While seemingly drifting through the clouds after leaving Hawaii from my Drinkin’ – Singin’ – Swingin’ event for FedEx and pondering my newest and biggest project, Frank… A Life in Song, I began to consider how important the roles of airplanes were in the life of Frank Sinatra.
His introduction to aviation apparently began at a young age, with some reports stating that his mother, Dolly, wanted Frank to become an aircraft engineer and when she found out his heart was set on singing, she let a shoe soar in his direction. It would be an airplane that would take his mother’s life, when in 1977, at the age of 82, the private jet flying her to see her son in Las Vegas flew into the side of a mountain shortly after leaving Palm Springs.
Sinatra was one of the first to get into the private jet scene, clearly starting a celebrity trend. In his 1962 film, The Manchurian Candidate, when Raymond is recently decorated with the Medal of Honor and is arguing with his parents, the plane used in the scene is Sinatra’s own.
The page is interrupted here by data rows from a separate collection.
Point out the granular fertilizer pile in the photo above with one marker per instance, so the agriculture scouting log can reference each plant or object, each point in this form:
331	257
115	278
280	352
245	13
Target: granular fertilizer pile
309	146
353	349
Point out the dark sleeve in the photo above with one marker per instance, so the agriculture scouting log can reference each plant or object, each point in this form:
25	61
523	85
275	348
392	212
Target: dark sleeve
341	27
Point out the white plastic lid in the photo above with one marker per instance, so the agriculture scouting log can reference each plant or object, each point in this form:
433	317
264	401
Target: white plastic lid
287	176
His Lear Jet, which he obtained in 1965, was like a club hangout for the Rat Pack, even being flown to Martin Luther King Jr. rallies. With it he was able to show off to the Beatles’ Paul McCartney, let Elvis use it to elope with Priscilla, and enchant Mia Farrow.
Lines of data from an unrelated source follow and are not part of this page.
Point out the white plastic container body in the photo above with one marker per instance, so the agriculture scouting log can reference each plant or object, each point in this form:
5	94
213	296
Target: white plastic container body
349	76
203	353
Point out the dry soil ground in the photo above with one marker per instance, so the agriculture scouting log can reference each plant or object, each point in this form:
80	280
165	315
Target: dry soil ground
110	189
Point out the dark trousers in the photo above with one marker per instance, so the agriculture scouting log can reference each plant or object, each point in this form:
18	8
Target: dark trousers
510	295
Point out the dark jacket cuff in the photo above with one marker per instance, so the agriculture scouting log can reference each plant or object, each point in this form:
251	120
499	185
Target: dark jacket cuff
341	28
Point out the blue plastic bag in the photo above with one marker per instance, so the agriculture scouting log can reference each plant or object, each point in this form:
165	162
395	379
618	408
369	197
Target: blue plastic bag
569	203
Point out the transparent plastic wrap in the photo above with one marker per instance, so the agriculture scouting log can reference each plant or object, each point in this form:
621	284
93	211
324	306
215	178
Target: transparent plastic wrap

On top of that it undoubtedly helped his career, which was another example of Frank being innovative. Private jets aren’t only about showing off, they are popular among the wealthy because they are convenient and helpful to busy people needing to do a lot of traveling. Today you can find, to name a few, Celine Dion, Harrison Ford (he once owned one of Sinatra’s old planes), Mark Cuban, Donald Trump, Oprah, Jay-Z and Beyonce all flying high with lavish toys.
All of this will definitely impact my performance when rendering hits like Fly Me to the Moon, Leaving on a Jet Plane and Come Fly with Me and gives a deeper sense of meaning to the legendary, My Way, when I think about how the lines, “I planned each chartered course/Each careful step along the byway/And more, much more than this/I did it my way,” likely hit home for him.